Я даже взглянул на Шаруду, так неузнаваемо звучал его голос. Но и лицо, и жесты его переменились, — почти незнакомый человек стоял передо мной.
— Птица, журавль, скажем, — рассудительно молвил дед, — и та от стаи не отойдет… А человек? Что человек! Беда! Ладно, ступай в камеру, спи, — добавил он, кивая Игнату. — Ежели спросят, так и скажу, не в уме парнишка.
Игнат внимательно посмотрел ему в лицо.
— Только ты, милый, принеси-ка мне бичеву, — сказал он. — Я, как только припадок начинается, привязываю себя веревкой.
Старик стал торжественно серьезным. Оборачиваясь, он глянул на меня.
— Ступай отсюдова… Что бродишь?
Игнат сказал, зевая:
— Здешний он парень. Испуганный малость, — и добавил шутливо: — Возьми его, дед, бороду будет чесать.
Сторож засмеялся:
— Ладно. Двор заставлю мести.
Покачиваясь, он пошел вслед за Игнатом. За ним гулко стукнула дверь.
Я знал, что мне нельзя уходить от Игната, я не хотел уходить от него и поэтому остался во дворе тюрьмы.
Старик вскоре вышел из коридора. Не оборачиваясь, он зашагал к воротам.
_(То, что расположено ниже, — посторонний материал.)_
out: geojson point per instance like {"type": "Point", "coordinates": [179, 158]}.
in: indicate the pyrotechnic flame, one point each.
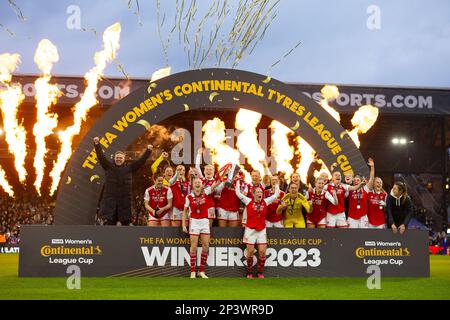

Не зная, что делать, я пошел вслед за ним.
Широкие плечи его качались. На ходу он достал из кармана бумагу и уже на улице кисет.
В переулке еще не улеглась пыль, хотя отряд скрылся из виду. Тотчас же, как только мы вышли за ворота, двое военных подошли к нам. Высокий худощавый брюнет в костюме английского образца, с блестящими кружочками пенсне на носу, церемонно кланяясь, спросил вполголоса:
— С кем имею… говорить?
Старик медленно сполз с камня, расправил бороду:
— Митрофан. Сторож.
— Что изволите стеречь?
— Тюрьму…
Второй военный, усталый бледный толстяк, захохотал, откинув голову. Рот его блеснул золотым сплошняком зубов.
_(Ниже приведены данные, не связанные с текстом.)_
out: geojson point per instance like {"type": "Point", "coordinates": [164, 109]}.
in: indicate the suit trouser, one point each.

Я заметил и понял короткий взгляд деда.
— Значит, советскую тюрьму стережешь?
— Мне любая власть хлеба даст.
Толстяк повел на меня глазами.
— Ты, малый, пойди погуляй.
Я вернулся во двор. В сарайчике, под стеной, я нашел лопату и метлу. У раскрытых дверей коридора задержался на минуту. Мне послышался смех — заливистый громкий хохоток. Я узнал голос Игната.
Вскоре в проходе появился старик. Он по-прежнему был медлителен и спокоен.
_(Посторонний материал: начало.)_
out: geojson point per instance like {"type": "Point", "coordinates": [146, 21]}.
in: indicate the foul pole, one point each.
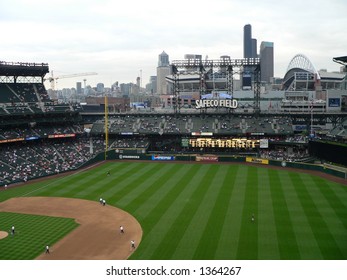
{"type": "Point", "coordinates": [106, 126]}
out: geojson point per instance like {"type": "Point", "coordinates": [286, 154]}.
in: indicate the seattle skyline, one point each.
{"type": "Point", "coordinates": [122, 41]}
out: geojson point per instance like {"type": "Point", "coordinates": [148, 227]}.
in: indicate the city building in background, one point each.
{"type": "Point", "coordinates": [266, 61]}
{"type": "Point", "coordinates": [163, 70]}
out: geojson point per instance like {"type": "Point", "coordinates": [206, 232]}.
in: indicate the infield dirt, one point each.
{"type": "Point", "coordinates": [96, 238]}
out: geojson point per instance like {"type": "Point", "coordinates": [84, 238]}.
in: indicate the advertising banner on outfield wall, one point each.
{"type": "Point", "coordinates": [257, 160]}
{"type": "Point", "coordinates": [207, 158]}
{"type": "Point", "coordinates": [159, 157]}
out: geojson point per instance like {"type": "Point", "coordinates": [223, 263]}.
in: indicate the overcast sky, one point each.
{"type": "Point", "coordinates": [121, 40]}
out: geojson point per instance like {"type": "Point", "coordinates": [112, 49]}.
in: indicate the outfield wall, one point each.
{"type": "Point", "coordinates": [209, 158]}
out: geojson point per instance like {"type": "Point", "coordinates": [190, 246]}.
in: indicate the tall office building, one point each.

— Метешь? — сказал он, шагая через двор. — Ты траву режь. Под корень режь, чтоб чисто! — И, прислушавшись, весело хмыкнул в бороду:
— Ишь ты… хохотун.
Я не понимал своей бессмысленной работы.
— Зачем, дедушка, портить траву? — сказал я. — С ней же куда веселей…
— Ладно. Поговори.
— Право!..
Присев на порожек, он поднял глаза:
— Не театр, чай… Веселье!
Сложив руки, он сидел неподвижно, пока я начисто выполол мураву и вынес мусор. Потом он пошел в будку и принес мне краюшку черствого хлеба. Я ел маленькими кусочками, старательно разжевывая, чтобы продлить наслаждение, и каждый глоток запивал водой. Крупные куски соли хрустели на моих зубах, ячменные остья кололи небо. Хлеб был пропитан едкой горечью, от которой дыхание становилось жарким и слегка кружилась голова. Но все же он доставлял мне огромное наслаждение, этот сухарь.